I wrote briefly about Old Sam, Laurence Sams, the “can man” of Tate Street in Greensboro NC recently. I found my copy of the article written by Jim Schlosser of the Greensboro News & Record and together with the article and my many memories of Old Sam, decided to write more about him. Thousands of students at UNCG and many others encountered Old Sam at Tate Street Coffee or hanging out along Tate Street or just driving by. Sams could be seen from early in the morning to early evening collecting cans and walking continuously in the area. Sams did not need a weight loss program. Many a morning I would arrive at Tate Street Coffee Shop and be seated at the coveted front window seat. Old Sam would often arrive by 7:30 and look up at me and almost always comment about the weather. He was a man of few words, but sometimes he would pause for a few seconds and converse. What impressed me about Old Sam was not the talk but how he kept on keeping on in all kinds of weather, from extreme heat to cold. His perseverance was inspiring. There are a lot of UNCG (University of North Carolina at Greensboro) graduates out there and I am sure there are many memories of Old Sam with you. However, most of you do not know the rest of the story.
Old Sam, Laurence Sams, grew up on a farm near Danville Virginia. He served in the army and worked for a lumber company. He collected cans when he had a job and continued when the company shut down. He attended First Baptist Church on Friendly Avenue and many Sunday mornings I would see him walking there. Sams lived simply and owned no car. Debra Craig bought the old house with apartments in 1985 that Sams lived in. She sold the house in 2000 but with the stipulation that he have a lifetime right to live there. She would bring him takeout meals from time to time. David Taylor, another fine human being, gave Sams a coat and kept an eye on him.
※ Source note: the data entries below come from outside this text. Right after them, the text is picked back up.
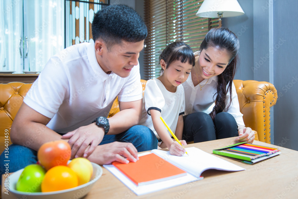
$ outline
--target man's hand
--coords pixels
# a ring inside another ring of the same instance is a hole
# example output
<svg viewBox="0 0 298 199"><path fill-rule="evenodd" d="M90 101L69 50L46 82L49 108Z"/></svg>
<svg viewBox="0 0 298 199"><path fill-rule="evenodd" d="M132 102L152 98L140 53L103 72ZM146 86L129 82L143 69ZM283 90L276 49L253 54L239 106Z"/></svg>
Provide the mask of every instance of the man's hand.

Old Sam was found dead by another good person, Bob Beerman, who helped him. Sams had the flu and Bob came to remind him of a doctor’s appointment. Beerman found Sams sprawled on the floor. Sams was 79. He had looked weaker in recent months.
Many lives were touched by this simple man. I can still remember that unpretentious grin. Many people thought that he was poor because he lived simply, but he left an estate. However, his biggest legacy is the lives he touched and the example of perseverance that he gave us.